You might think that the opposite of white is black, but in the Old Testament, the opposite of white is red:
"Come now, and let us reason together," Says the Lord, "Though your sins are like scarlet, They shall be as white as snow; Though they are red like crimson, They shall be as wool" (Isaiah 1:18).
Here, red is the color of wrongly shed-blood demanding justice (Genesis 4:10)—a symbol of the worst sorts of sins one can commit (Leviticus 17:4). Yet, as with white, red can also have a positive symbolic meaning, as when blood was applied to purge and cover the guilt of sin. The ritual of the red heifer brings together a number of red objects in addition to the cow—blood, cedar, hyssop, and crimson dye—in order to purify the bodies of those defiled by contact with the dead (Numbers 19).

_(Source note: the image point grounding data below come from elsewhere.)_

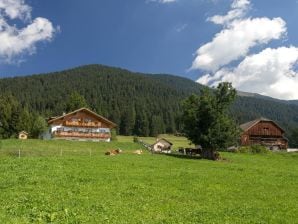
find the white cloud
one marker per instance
(235, 41)
(270, 72)
(15, 42)
(238, 10)
(162, 1)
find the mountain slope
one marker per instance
(139, 103)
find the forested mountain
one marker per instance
(141, 104)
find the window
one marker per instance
(266, 131)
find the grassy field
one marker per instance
(177, 141)
(44, 186)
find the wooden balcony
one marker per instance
(61, 134)
(82, 124)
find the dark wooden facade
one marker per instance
(82, 124)
(263, 132)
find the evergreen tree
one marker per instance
(156, 126)
(38, 127)
(25, 121)
(75, 101)
(207, 122)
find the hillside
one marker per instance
(141, 104)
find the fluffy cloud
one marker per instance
(238, 10)
(162, 1)
(15, 42)
(270, 72)
(236, 41)
(237, 38)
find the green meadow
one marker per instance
(74, 182)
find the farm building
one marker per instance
(82, 124)
(265, 132)
(23, 135)
(162, 145)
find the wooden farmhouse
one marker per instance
(23, 135)
(162, 145)
(82, 124)
(265, 132)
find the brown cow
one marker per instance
(113, 152)
(138, 152)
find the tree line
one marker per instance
(140, 104)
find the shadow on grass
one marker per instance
(182, 156)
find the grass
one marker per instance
(45, 187)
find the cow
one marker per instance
(138, 152)
(113, 152)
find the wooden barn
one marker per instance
(82, 124)
(162, 145)
(265, 132)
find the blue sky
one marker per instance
(151, 36)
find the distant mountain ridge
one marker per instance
(141, 104)
(259, 96)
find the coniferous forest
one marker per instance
(141, 104)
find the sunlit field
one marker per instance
(74, 182)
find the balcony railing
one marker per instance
(82, 124)
(61, 134)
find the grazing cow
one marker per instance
(138, 152)
(113, 152)
(190, 151)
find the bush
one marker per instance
(255, 149)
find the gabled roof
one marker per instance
(250, 124)
(163, 139)
(86, 110)
(23, 132)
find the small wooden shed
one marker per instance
(23, 135)
(162, 145)
(265, 132)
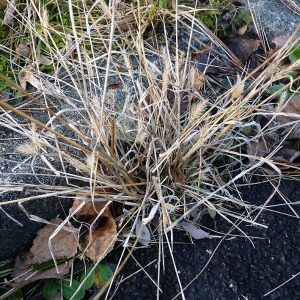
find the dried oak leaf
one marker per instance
(26, 75)
(25, 49)
(257, 148)
(205, 61)
(196, 233)
(241, 46)
(9, 14)
(279, 42)
(178, 176)
(63, 244)
(103, 236)
(38, 264)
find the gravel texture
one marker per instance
(240, 268)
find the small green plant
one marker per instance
(69, 286)
(291, 83)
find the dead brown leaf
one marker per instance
(25, 49)
(26, 75)
(178, 176)
(205, 61)
(63, 244)
(241, 45)
(196, 233)
(5, 95)
(38, 264)
(259, 148)
(101, 239)
(279, 42)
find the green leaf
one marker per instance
(50, 288)
(103, 275)
(89, 279)
(295, 53)
(18, 294)
(68, 291)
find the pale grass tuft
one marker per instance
(27, 149)
(197, 109)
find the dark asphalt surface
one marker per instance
(239, 269)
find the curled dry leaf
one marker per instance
(212, 212)
(63, 244)
(205, 61)
(145, 236)
(279, 42)
(38, 264)
(102, 238)
(9, 13)
(178, 176)
(257, 148)
(27, 76)
(240, 45)
(195, 232)
(25, 49)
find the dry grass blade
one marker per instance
(126, 118)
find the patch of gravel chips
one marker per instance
(240, 268)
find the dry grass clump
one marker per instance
(111, 117)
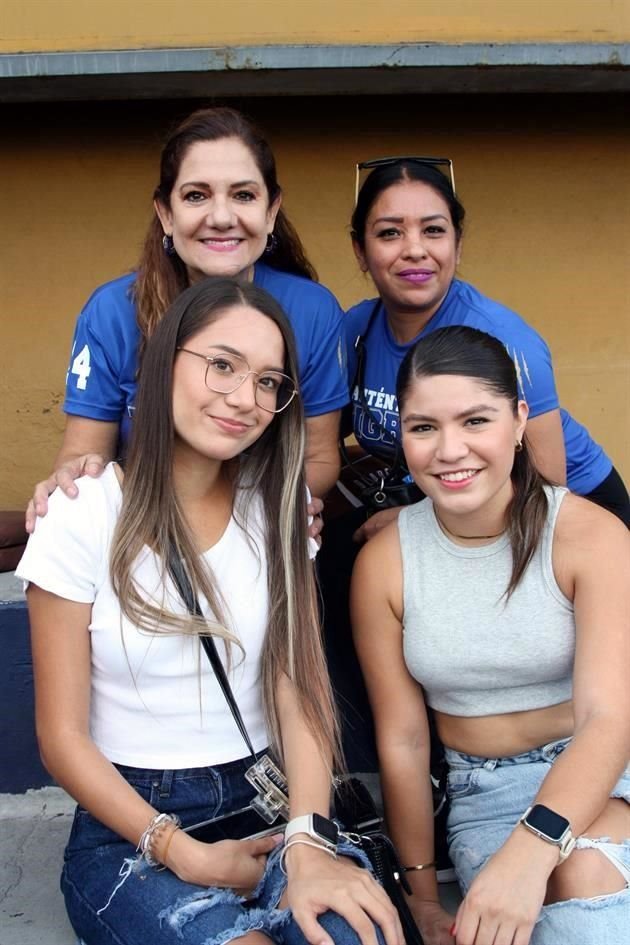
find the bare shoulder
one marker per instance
(378, 568)
(588, 538)
(381, 552)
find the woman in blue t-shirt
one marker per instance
(407, 232)
(217, 212)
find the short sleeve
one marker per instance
(66, 554)
(323, 379)
(534, 370)
(101, 374)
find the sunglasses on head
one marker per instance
(385, 162)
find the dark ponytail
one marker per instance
(467, 352)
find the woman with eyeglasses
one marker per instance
(407, 230)
(501, 601)
(217, 212)
(131, 716)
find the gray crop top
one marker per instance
(472, 653)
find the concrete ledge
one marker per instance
(420, 68)
(21, 768)
(33, 831)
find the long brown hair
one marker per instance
(151, 514)
(162, 277)
(467, 352)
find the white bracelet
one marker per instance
(306, 843)
(156, 826)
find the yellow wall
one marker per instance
(36, 25)
(545, 180)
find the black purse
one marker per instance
(268, 812)
(355, 808)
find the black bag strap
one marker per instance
(397, 468)
(184, 587)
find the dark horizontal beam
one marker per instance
(316, 70)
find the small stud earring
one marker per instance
(167, 244)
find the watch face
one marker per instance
(546, 821)
(326, 828)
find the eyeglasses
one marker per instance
(225, 372)
(385, 162)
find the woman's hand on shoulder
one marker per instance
(233, 864)
(90, 464)
(376, 523)
(318, 883)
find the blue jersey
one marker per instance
(587, 464)
(101, 379)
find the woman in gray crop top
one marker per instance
(502, 602)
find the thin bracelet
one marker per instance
(306, 843)
(420, 866)
(168, 843)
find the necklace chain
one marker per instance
(447, 531)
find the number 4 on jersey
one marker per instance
(81, 367)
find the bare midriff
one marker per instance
(498, 736)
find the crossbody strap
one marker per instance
(184, 587)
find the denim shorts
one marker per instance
(487, 798)
(114, 898)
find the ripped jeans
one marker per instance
(113, 898)
(487, 798)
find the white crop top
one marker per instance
(155, 702)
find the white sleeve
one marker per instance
(67, 552)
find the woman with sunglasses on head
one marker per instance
(217, 212)
(131, 717)
(502, 602)
(407, 230)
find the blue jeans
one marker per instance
(114, 898)
(487, 798)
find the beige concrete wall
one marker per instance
(546, 183)
(37, 25)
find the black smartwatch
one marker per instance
(549, 826)
(320, 829)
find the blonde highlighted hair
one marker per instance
(273, 469)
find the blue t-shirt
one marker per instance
(101, 379)
(587, 464)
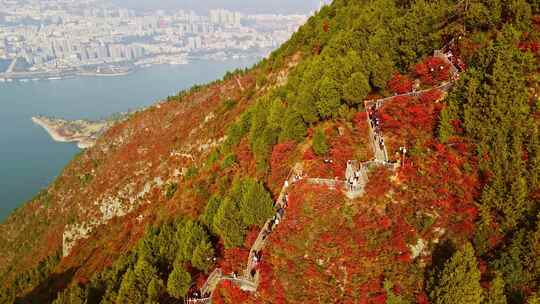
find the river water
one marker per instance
(30, 160)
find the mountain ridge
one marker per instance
(210, 161)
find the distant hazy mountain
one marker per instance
(260, 6)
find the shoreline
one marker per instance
(51, 131)
(82, 143)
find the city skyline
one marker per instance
(42, 38)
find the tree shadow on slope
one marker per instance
(46, 291)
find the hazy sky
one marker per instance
(259, 6)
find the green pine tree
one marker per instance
(178, 282)
(459, 281)
(256, 205)
(229, 224)
(495, 294)
(320, 146)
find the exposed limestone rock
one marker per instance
(118, 205)
(418, 249)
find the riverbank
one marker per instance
(84, 133)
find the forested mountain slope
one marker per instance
(184, 187)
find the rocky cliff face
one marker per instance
(126, 174)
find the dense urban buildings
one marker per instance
(48, 38)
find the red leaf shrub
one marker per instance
(433, 70)
(234, 259)
(400, 84)
(279, 162)
(431, 96)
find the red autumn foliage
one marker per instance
(422, 298)
(230, 293)
(341, 151)
(431, 96)
(433, 70)
(400, 84)
(251, 236)
(279, 162)
(234, 259)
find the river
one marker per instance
(30, 160)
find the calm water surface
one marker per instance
(30, 160)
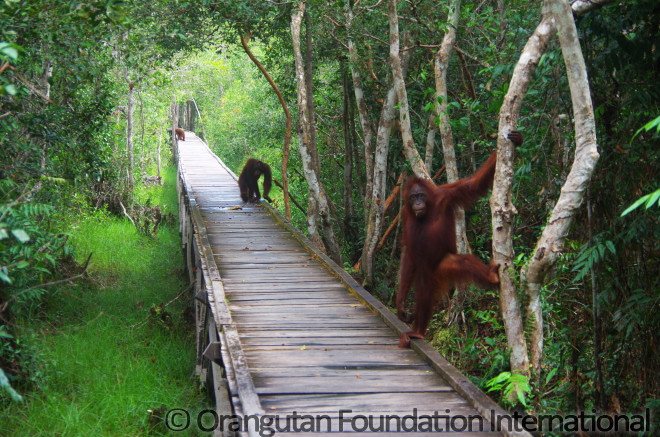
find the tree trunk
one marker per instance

Purge me with hyssop, and I shall be clean; Wash me, and I shall be whiter than snow (Psalm 51:7).
When our consciences are burdened by guilt, shame, and fear, who can remove the stain of blood-guilt and the awful whiteness of impurity? Where do we find the blood of purification that can make us white with the glory of God?
Then one of the elders answered, saying to me, “Who are these arrayed in white robes, and where did they come from?”
And I said to him, “Sir, you know.”
So he said to me, “These are the ones who come out of the great tribulation, and washed their robes and made them white in the blood of the Lamb (Revelation 7:13–14).
The Lamb is none other than Jesus Christ, who by his self-sacrificial death, takes away the sin of the world (John 1:29). And if you accept his sacrifice on your behalf, he will take away our sin as well.
Fragment
The Concept of the Investigative Judgment in 50 Words
The parable of the unforgiving servant teaches that God may withdraw forgiveness if we do not live as those who have been forgiven. The investigative judgment is when God shows the heavenly council that he will never withdraw our forgiveness because we are allowing the Holy Spirit to transform us.